Coalition Government At Dispur Contemplating On Skipping Actionia Patta

Coalition Government At Dispur Contemplating On Skipping Actionia Patta

GUWAHATI: With a view to giving the indigenous people of rural Assam a succour, the coalition government at Dispur is contemplating on skipping one of the three steps (actionia patta) while issuing land pattas.

In Rural Assam, the process of giving land allotment to landless people has three distinct phases. First, the government allots a plot of land to people at the approval of the land advisory committees concerned. Such committees are located at district and sub-divisional levels, and they are under the supervision of deputy commissioners and SDOs civil. After three years of land allotment, the government allots them (recipients of government land) actionia patta. After another three-year period, the government provides such people myadi pattas.

This is the rule followed in rural Assam while issuing land pattas. However, the ground reality in most of the cases is quite different. The process is very lengthy taking more than six years, rural people, including farmers, often fail to pursue the process. In most of the cases, such people are deprived of ownership of the land under their possession. Lack of ownership of land under their possession makes such rural people face innumerable problems.

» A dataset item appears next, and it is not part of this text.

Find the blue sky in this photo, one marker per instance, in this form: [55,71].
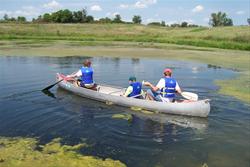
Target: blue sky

According to sources in the State Revenue and Disaster Management Department, in order to make the process of land allotment simpler and less time-taking, Dispur is now trying to skip the middle step – providing actionia pattas – so that myadi pattas can be issued three years after allotment of land. This system, according to the sources, will have a rider – the land to be issued myadi patta will have to be used only for the purpose it was used allotted.

Dispur feels that such an easing out of the system will be a succour for the indigenous rural people of the State.